Till Kamppeter till.kamppeter at gmail.com
Mon Jul 24 06:14:08 PDT 2006


Michael Sweet wrote:
> Till Kamppeter wrote:
> 
>> Wendy Phillips wrote:
>>
>>> Apparently, this didn't go out to the alias; could be that I fumbled
>>> it on the keyboard. So here tis again ...
>>>
>>> I have purposely not included the follow-on discussions about fhs
>>> standard;
>>> this is a summary of the meeting as it occurred.
>>>
>>> -Wendy
>>>
>>> 1. Installation path for ppd files
>>>
>>>          /usr/share/ppd/<supplier>/<manufacturer>/
>>>
>>> 2. PPD file naming convention
>>>
>>>          <MFGString>-<MDLString>-<driver>-<language>.ppd
>>>
>>> 3. Installation path for print drivers
>>>
>>>          /usr/lib/printdrivers/<supplier>
>>>
>>>          The contents of this directory are entirely determine
>>>          by the supplier. The path to a driver is found by using
>>>          an absolute path in the ppd file.
>>>
>>
>> Paths in /usr to accomodate 3rd-party software do not comply the FHS
>> standard.
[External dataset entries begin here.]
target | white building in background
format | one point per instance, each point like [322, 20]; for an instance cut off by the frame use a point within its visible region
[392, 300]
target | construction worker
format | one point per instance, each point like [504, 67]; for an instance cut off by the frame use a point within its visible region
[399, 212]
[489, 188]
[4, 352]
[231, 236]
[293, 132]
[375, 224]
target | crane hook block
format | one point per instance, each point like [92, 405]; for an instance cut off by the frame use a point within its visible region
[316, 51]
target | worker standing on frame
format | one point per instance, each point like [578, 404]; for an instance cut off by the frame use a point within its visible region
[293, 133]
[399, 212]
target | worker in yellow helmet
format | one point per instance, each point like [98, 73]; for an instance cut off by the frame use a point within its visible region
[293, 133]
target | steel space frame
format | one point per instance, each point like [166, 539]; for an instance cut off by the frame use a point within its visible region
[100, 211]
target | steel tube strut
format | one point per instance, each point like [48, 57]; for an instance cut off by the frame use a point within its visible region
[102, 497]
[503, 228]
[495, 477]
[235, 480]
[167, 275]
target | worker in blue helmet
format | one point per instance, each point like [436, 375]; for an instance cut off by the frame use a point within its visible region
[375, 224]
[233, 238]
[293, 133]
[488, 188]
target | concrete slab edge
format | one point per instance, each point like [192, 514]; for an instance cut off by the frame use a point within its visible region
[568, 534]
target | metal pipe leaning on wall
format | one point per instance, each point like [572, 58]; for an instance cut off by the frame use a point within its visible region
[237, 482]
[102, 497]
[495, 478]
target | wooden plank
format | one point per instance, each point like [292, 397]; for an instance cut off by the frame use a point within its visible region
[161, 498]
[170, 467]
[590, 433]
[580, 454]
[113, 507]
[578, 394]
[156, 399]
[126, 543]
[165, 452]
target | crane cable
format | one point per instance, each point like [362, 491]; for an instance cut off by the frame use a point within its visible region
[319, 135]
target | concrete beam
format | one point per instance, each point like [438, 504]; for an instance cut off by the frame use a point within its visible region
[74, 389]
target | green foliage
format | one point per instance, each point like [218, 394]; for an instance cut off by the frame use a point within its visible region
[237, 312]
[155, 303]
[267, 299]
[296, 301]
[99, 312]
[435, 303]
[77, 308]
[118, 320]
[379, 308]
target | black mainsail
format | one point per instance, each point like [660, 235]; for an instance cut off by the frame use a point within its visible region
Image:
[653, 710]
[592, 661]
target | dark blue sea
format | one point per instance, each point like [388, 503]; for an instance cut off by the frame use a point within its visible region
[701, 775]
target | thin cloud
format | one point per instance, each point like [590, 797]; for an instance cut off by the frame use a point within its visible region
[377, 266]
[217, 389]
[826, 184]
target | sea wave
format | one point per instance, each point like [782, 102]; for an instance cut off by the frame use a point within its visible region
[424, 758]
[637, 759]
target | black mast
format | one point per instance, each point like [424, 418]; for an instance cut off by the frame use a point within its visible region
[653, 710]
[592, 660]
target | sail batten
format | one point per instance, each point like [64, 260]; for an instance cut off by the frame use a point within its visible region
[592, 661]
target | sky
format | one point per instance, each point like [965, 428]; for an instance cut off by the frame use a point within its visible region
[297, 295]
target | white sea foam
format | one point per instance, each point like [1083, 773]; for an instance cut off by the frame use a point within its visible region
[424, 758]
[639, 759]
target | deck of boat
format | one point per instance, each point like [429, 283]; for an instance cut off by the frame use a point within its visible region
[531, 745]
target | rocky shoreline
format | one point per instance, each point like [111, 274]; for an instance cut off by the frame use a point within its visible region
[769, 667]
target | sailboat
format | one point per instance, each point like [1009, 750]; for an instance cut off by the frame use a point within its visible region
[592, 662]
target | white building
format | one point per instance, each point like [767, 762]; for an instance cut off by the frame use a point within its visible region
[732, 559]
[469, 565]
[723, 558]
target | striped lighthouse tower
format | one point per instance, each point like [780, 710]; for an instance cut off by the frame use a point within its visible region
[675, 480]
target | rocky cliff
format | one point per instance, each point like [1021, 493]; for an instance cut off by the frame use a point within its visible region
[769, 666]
Therefore alternative paths were suggested in other threads.
>> But note that CUPS violates FHS, too, as CUPS requires drivers in
>> /usr/lib/cups/filter.
> 
> 
> Bzzzt, wrong.
> 
> The separation of /usr, /usr/local, and /opt/vendor does not apply
> since CUPS provides a core OS function - printing.  If you installed
> CUPS in /opt/cups (or like *BSD does, in /usr/local), you'd quickly
> find out that a LOT of software expects lp, lpr, etc. in /usr,
> leading to VERY frustrated users.  Moreover, the LSB requires the
> print commands in /usr, and FHS and LSB are pretty closely tied
> together.
> 
> That said, nothing would prevent you from making symlinks everywhere,
> and Red Hat (at least) did this for a while to allow both LPRng and
> CUPS to coexist, but that goes against the intent of /usr being used
> as a shared (read-only) filesystem among multiple systems and is just
> plain fragile...
> 
> The CUPS build system accommodates almost any directory organization,
> and if you stick with using --prefix you'll end up with /usr,
> /usr/local, or /opt/foo directory structures that follow the FHS
> exactly.  You can also relocate individual pieces (like putting
> ServerBin in /opt/cups/bin, DataDir in /opt/cups/share, etc.),
> but again you will need to do symlinks to preserve compatibility.
> 

Does this mean that putting a third-party CUPS filter into
/usr/lib/cups/filter/ is no violation of FHS?

Would then putting a driver and its PPD into the directories

/usr/share/ppd/<supplier>/<manufacturer>/

and

/usr/lib/printdrivers/<supplier>

because these directories are a core part of the OS?

Or do we still need the alternative location /opt/printing/?